Gasland and Shale Gas Fracking

I just watched the documentary GasLand (trailer below), which tells the horrifying tale of the shale fracking natural gas industry in the US. Luckily, activists in Québec managed to stop the industry from moving forward with its plans to start fracking the the lower St. Lawrence valley.

Here is a good rundown of what Shale Gas Fracking is.

However, the stoppage is simply a moratorium and will likely be lifted eventually. In the states, natural gas exploration is advancing at breakneck speeds (though New York has also imposed a moratorium). Having been promised the technology was secure, many down on their luck farmers and property owners could not resist the easy money of selling off some of their land for shale gas exploration. By any reasonable measure, the decision to pollute water ways and the air for a few tens of thousands of dollars seems short sighted at best, but when faced with outsized credit card debt and mortgages – cash is hard to resist.

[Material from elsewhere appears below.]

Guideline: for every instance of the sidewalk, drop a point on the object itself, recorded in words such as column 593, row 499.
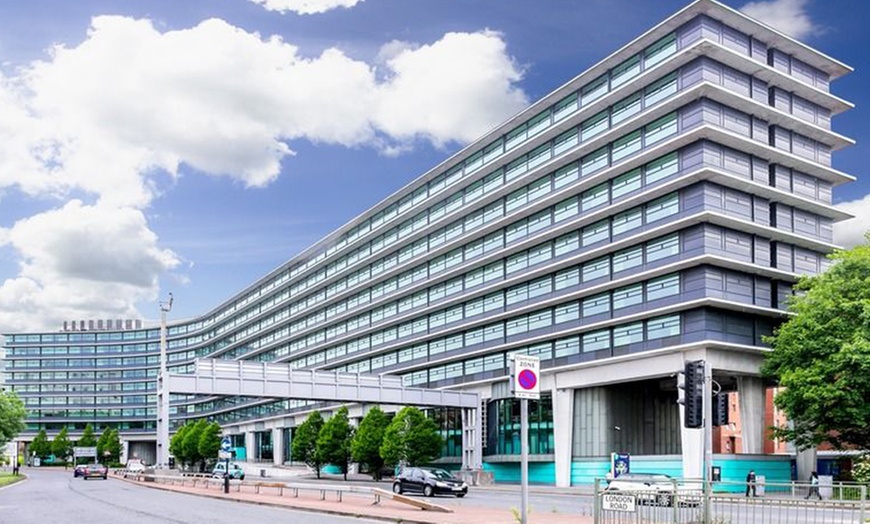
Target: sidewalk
column 363, row 505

Of all the scary stories outlined in Gasland, the most dangerous is this: Shale gas fracking is done on hundreds of thousands of small platforms, not large centralized rigs. The distributed nature of the extraction makes it very difficult for the environmental protection agencies and communities to identify, monitor and control the source of pollution and danger. For example, in Canada we have the National Pollutant Release Information (NPRI) that requires sites who emit over a certain threshold to report their air emissions. The US has a similar program called TRI. Because each individual gas extraction platform is considered a site they typically fall under the threshold and do not need to report. This is very troubling. With hundreds of thousands of sites spread over vast territories, the potential impact is massive.

The distributed nature of the exploration also makes it nearly impossible to monitor – how many thousands of rivers, marshes, wells and air emissions can underfunded environmental protection agencies reasonably monitor?

I encourage everyone to watch Gasland and ensure your governments properly control the Shale Gas fracking industry. France just banned shale gas fracking, why can’t we?